Il confronto sul Capodanno Rai andato in onda da Catanzaro continua ad alimentare reazioni in rete ma anche sul piano politico. Al centro della discussione c’è un articolo pubblicato su Fanpage - "Che tristezza il capodanno su Raiuno: sembrava la parodia della tv russa" il titolo del pezzo - che ha sollevato critiche per il linguaggio utilizzato nel commentare la decisione della Rai di collocare per il terzo anno consecutivo l’evento di fine anno in Calabria. In particolare, a suscitare le contestazioni è stata l’espressione "esilio calabrese" utilizzata dall'autore Gennaro Marco Duello.

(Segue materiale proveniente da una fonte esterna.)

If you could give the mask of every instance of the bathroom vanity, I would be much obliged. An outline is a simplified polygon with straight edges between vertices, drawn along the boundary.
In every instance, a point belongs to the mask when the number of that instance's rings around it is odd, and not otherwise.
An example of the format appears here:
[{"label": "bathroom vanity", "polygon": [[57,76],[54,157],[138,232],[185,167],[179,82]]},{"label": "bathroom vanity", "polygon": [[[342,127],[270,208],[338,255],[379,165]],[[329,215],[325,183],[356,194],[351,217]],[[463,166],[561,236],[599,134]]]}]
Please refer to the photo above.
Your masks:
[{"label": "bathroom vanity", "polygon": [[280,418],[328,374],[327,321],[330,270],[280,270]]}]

Dal Comune di Catanzaro è arrivata una presa di posizione netta, volta a respingere una lettura giudicata lesiva dell’immagine della città e dell’intera regione. Il sindaco Nicola Fiorita ha contestato l’impostazione dell’articolo, sottolineando come la presenza del Capodanno Rai rappresenti un riconoscimento e non una penalizzazione: "Parlare di esilio calabrese è un’espressione sbagliata e offensiva. Catanzaro e la Calabria sono Italia a pieno titolo e ospitare il Capodanno nazionale significa essere al centro del Paese, non ai margini. È una narrazione che non accettiamo e che non rende giustizia a una città che ha dimostrato di saper accogliere un evento complesso e seguito da milioni di persone".